My parents have been married for almost 50 years. Scripture teaches us that marriage is a mystery because it is not an end in itself, it is a picture of Christ and his church. There is a fidelity there that is not to be taken for granted or abused. Married couples fight. They get bored with each other. They can get annoyed with each other. All of the best of human intimacy, and all of the worst will likely be present in a marriage. But if marriage isn’t about the husband and wife but is rather about Christ and the church, then there are certain lessons that we can see in a couple that is committed to endure, forgive, and pursue each other. No marriage is going to be perfect, but a mutual commitment to the welfare of the other person is a profound statement nowadays. My dad has taught me what it means to take seriously an oath given to his bride and to God. My dad is a faithful husband.
The last lesson that I’ll bring up relates to our interactions now. As I said before, we talk a lot. Sometimes politics and religion come up in those conversations. Sometimes the apple falls rather from the tree, so to speak. If you want to start a fight with someone, a good topic of conversation is either religion or politics. My dad and I have fought, rather intensely at times. He is more even-tempered than I am, but some conversations still get rather testy. You will fight with people you care about, but these fights don’t need to end the relationship. There are bonds in certain relationships that are built stronger than even severe differences in worldviews. When you have fights with people you love and respect, calm down and then move on. Sometimes this means apologizing, and sometimes this means continue with business as usual. My dad has apologized to me and I have had to apologize to him. My dad taught me that there are bonds with certain people that make it possible to fight without breaking that bond.

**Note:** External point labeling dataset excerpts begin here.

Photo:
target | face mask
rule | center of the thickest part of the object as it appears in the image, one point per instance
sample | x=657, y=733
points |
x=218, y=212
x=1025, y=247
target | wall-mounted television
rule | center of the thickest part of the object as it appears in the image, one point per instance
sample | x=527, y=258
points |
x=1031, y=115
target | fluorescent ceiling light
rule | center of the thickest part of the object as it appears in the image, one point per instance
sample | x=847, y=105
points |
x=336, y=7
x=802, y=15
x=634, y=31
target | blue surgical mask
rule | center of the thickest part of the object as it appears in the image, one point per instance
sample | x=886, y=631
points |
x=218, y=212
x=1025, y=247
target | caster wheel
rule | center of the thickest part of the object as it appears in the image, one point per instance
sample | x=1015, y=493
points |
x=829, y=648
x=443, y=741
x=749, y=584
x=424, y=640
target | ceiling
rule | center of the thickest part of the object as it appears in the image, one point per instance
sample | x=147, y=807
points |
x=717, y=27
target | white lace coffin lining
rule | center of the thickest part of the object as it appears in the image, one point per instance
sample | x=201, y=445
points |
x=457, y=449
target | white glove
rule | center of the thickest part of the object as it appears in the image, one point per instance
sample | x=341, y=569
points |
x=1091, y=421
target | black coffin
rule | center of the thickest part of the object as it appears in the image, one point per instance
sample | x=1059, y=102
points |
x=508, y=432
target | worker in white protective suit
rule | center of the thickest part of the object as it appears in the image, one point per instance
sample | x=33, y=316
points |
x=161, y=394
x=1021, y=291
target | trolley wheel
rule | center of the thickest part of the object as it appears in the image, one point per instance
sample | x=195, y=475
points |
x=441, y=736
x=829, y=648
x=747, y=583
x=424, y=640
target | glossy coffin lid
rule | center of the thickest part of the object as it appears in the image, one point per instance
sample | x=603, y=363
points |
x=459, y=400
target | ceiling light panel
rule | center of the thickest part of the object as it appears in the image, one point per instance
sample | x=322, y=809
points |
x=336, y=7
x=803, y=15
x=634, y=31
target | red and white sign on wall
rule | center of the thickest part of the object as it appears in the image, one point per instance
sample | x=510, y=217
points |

These are just a few ways that my dad has influenced my life. He has always been there to encourage me. He has been an example of a strong and yet kind man. He has challenged me to be a better man and has been a man worth emulating and learning from. He is one of my main inspirations to get back in school and to keep pursuing my goal of seminary. I am blessed to be able to learn from his example. He is not a perfect man, but he has taught me many things about our Heavenly Father. I am in his debt. I love you, dad.